# Video via a third monitor on Mac Pro- new video card?



## NYC Composer (Aug 7, 2014)

Though I've worked in plenty of studios that do this, I've never had to in my work studio. Here's the story-

I have a gig that will require me to record voiceovers in a recording booth 30 feet from my control room. The VO talent will need to watch video as he records. I can't give him a mirrored video display because if I do, he'll have to watch my desktop and Cubase running. However, if I drag the QT window over to a remote monitor in the booth, I won't have my own little QT window to watch video in the control room.
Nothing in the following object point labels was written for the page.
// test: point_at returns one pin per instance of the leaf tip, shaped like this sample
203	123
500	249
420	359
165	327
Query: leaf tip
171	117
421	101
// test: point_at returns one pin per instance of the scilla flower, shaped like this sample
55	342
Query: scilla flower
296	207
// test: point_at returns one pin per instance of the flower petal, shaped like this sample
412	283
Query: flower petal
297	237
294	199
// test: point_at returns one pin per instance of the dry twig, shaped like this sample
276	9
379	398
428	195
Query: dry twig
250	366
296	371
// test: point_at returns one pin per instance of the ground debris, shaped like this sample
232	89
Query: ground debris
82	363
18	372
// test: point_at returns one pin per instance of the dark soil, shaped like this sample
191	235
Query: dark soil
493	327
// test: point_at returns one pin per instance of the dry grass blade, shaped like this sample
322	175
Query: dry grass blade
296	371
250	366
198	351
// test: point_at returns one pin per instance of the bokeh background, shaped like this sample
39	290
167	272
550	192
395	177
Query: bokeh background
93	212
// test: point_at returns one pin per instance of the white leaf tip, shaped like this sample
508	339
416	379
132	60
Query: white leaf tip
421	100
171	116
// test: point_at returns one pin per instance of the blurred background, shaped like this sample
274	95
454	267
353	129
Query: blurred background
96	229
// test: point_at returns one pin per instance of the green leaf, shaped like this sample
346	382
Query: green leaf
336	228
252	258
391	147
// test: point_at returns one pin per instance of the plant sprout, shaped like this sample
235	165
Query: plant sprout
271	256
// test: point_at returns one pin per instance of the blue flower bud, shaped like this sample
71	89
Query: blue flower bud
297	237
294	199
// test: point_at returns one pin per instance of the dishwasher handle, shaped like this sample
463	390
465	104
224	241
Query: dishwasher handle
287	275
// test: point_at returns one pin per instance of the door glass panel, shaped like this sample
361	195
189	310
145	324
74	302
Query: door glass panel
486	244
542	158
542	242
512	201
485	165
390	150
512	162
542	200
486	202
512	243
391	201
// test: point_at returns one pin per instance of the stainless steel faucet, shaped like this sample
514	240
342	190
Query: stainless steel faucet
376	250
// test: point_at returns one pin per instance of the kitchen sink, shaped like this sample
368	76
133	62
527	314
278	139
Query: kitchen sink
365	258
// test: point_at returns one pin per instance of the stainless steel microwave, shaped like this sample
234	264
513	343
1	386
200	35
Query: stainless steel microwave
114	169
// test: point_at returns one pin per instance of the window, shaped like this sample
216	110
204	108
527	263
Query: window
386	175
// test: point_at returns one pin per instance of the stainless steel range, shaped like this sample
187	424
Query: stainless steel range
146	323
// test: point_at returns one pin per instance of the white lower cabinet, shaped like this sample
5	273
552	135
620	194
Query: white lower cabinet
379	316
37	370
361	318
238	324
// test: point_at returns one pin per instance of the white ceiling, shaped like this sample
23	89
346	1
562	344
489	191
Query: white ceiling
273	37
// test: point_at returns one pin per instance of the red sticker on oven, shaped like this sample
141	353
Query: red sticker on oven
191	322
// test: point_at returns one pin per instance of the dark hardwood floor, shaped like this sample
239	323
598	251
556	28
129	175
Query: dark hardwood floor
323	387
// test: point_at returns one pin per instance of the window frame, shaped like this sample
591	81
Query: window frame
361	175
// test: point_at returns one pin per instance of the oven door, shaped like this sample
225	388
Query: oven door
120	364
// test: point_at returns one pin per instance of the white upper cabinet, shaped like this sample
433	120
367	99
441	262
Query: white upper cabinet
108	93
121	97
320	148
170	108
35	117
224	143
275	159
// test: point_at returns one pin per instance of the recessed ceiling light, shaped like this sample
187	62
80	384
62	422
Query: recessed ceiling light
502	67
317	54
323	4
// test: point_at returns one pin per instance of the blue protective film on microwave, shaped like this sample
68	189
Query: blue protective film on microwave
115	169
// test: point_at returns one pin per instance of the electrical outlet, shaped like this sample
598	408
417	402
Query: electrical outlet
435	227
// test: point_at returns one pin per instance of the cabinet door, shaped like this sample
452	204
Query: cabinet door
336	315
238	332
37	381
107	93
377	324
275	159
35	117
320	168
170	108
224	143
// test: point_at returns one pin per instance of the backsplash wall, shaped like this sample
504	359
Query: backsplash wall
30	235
What's the answer? Do I have to get another video card and run a separate monitor off my older Mac Pro so I can drag a QT window to both my VO talent's remote monitor and a second monitor for me? (I presently have a single 30" Apple monitor). Is there a three head replacement video card for my Early 2008 Mac Pro?

Thanks for any help.


----------



## Nick Batzdorf (Aug 7, 2014)

I'd be inclined to do something cheap, like using a USB-to-HDMI adapter.


----------



## Nick Batzdorf (Aug 7, 2014)

ebay


----------



## NYC Composer (Aug 7, 2014)

Hmmm. So you're suggesting i go in HDMI to the monitor and USB TO the Mac- does that, in essence, give me a third video head? Any latency? Is the USB monitor an independent agent that I can drag a qt window to? Will usb be ok over 35 feet?


----------



## cc64 (Aug 7, 2014)

Hi Larry,

Recently lent my canopus DV 100 box to a friend this exact purpose. It works through firewire 400 and sends your QT to both your DAW's monitor and a regular tv monitor via coax. I'm not sure Cubase or any DAW would let you send a QT to 2 monitors without mirroring your Cubase windows as you mentioned... 

HTH

Claude


----------



## Nick Batzdorf (Aug 7, 2014)

I don't know about the latency with those adapters, Larry, but the Canopus box also works well (I used to have one).

It's probably a better solution, but of course it's more expensive. If I remember right, the latency was only while it was parked - i.e. it was an offset rather than latency.

Opening two QT windows could be an issue. I hadn't thought of that. So maybe a better solution would be to sync an additional computer running the QT video on the VO monitor. Any old machine can do that. You just send it MTC over ethernet.


----------



## cc64 (Aug 7, 2014)

Just checked on eBay and saw a few Canopus boxes for around 100$ 

I'm pretty sure it's your best bet for what you need to do. 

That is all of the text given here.